2. Types of Equity
Types of Equity
Many types of shares together form an equity. To be clear, corporate equity is the amount that the company’s shareholders and owners finance for the initial start-up and ongoing operations of the company. Total equity is the residual value remaining in assets after all liabilities have been paid. After that, it is reflected in the company’s balance sheet. Here are the most common types of shares:
Common stocks, or ordinary stocks, are types of stocks that represent the initial investment in a company. With this share, shareholders get certain rights to the assets of the company. Common shares are counted at par, which means the nominal value of the share. And the total share capital can be determined by multiplying the number of shares outstanding by the par value of the share. To be clear, shareholders have more power over the company and its management.
Preferred stocks or preference shares are issued to investors in a company and offer a fixed dividend. If the company is liquidated, the preferred shareholders will receive the full amount owed to them by the company before the common shareholders. And if dividends were suspended due to a problem with preferred shareholders, they will be paid first when the company is liquidated.

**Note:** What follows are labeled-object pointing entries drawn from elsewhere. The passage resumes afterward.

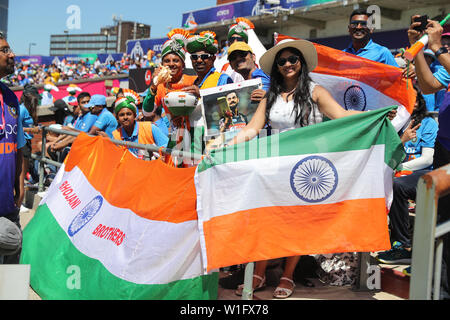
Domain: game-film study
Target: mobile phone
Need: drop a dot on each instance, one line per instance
(423, 23)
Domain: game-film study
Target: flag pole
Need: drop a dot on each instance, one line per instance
(411, 53)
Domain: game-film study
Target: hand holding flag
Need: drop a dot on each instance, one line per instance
(418, 43)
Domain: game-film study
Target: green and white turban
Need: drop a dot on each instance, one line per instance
(241, 28)
(205, 41)
(176, 43)
(125, 102)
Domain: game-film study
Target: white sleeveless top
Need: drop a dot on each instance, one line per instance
(283, 119)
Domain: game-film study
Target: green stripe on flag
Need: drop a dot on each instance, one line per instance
(56, 263)
(356, 132)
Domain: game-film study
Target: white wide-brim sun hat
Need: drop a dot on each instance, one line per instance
(305, 47)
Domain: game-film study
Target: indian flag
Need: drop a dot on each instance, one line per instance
(321, 189)
(116, 227)
(358, 83)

The company can change the characteristics of the preferred shares to make the contracts more attractive to potential investors. It can have, for example, call and exchange reservations. However, these shares do not give rights to the operation or management of the company. Shareholders also do not get voting rights. The only advantage is that they receive dividends regardless of what happens to the company.
Invested capital surplus, also known as additional paid-in capital, accumulates the additional amount paid by investors for shares over par value. This account is usually higher than the other accounts and can change as the company has gains and losses from the sale of shares.
Retained Earnings or Profits
This type of equity is retained earnings equity. This account shows the accumulated earnings of the company, and fewer dividends paid to shareholders. Simply put, retained earnings are the portion of a company’s net income that has not been distributed as dividends. It can be used for investments or saved for the future.
Some companies decide to buy back shares from shareholders. If so, the repurchased shares are classified as treasury shares. The company’s equity corresponds to the amounts paid to buy back shares from investors. This equity account usually has a negative balance and is added to the charges as a deduction from the total equity.